IMMIGRANTS FOUNDED the U.S. In western Wisconsin, where I live, people came in the 19th and the early part of the 20th centuries from Germany, Switzerland, and Norway, lured by the pull of free land to homestead and pushed out of their home countries by adverse economic conditions. Many of these immigrants settled close to each other for protection and comfort. They first began their dairy farms, then started building churches, schools, and businesses. The local newspaper was printed in German until World War I. We still have areas known as Norwegian Valley, or Tell (named for the Swiss).
The dairy industry’s story, which began to be written by these first-wave immigrants, continues to be written by today’s immigrants.

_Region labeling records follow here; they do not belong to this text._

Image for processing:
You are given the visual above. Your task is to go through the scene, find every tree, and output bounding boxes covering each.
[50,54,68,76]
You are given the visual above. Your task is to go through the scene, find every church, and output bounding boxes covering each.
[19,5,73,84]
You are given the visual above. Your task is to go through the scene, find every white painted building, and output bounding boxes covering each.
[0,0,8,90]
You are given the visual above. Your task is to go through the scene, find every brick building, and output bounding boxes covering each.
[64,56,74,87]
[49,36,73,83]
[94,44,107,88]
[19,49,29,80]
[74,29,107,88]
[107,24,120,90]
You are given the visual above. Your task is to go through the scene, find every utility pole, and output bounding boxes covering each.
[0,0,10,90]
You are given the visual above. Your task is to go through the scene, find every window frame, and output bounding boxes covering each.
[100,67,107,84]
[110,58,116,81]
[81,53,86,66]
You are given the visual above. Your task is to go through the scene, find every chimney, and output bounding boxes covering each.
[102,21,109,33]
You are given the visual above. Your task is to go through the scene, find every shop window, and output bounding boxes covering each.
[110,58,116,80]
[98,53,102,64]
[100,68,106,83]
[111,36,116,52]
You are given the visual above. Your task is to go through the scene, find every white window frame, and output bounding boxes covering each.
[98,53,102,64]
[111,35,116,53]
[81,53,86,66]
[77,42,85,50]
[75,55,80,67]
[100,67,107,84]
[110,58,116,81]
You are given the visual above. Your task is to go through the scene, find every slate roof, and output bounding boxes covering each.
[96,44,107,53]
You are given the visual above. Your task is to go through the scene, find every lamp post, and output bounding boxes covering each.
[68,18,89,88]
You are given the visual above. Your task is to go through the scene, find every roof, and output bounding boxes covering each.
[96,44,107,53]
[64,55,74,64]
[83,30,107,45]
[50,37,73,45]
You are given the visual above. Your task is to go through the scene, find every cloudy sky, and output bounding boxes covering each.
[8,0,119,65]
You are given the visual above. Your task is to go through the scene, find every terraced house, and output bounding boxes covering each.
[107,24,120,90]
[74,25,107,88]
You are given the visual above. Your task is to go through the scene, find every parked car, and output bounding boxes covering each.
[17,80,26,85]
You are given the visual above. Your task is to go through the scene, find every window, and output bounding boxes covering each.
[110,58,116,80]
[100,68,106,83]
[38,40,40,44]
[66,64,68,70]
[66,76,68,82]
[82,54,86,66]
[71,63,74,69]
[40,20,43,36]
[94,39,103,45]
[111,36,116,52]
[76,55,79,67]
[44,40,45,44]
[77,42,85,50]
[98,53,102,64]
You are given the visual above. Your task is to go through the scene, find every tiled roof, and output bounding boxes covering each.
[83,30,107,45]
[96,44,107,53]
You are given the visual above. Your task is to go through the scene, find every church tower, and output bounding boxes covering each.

During the first half of the 20th century, a farm of 40 to 100 cows became the landmark of this area, because it was the size one family could operate. The hours were long, the work hard, but one could provide for a family comfortably.
Fast forward to the 1980s. Many factors made it harder for dairy farmers to make a comfortable living with this number of cows. The family farm was disappearing. If people wanted to stay in business, farms needed to grow. That meant hiring employees—but from where? Young people were leaving the area, migrating to the cities to be educated and to find jobs that matched their skills. Increasingly, dairy producers have had a harder time finding local people to do the honest, but not glamorous, work.
Enter immigrants once again, this time from rural Mexico, Guatemala, and Honduras. Many found jobs on the dairy farms, living in houses provided by their employers. They’re part of a larger trend; the foreign-born share of Wisconsin’s population grew from 2.5 percent in 1990 to 4.4 percent in 2008.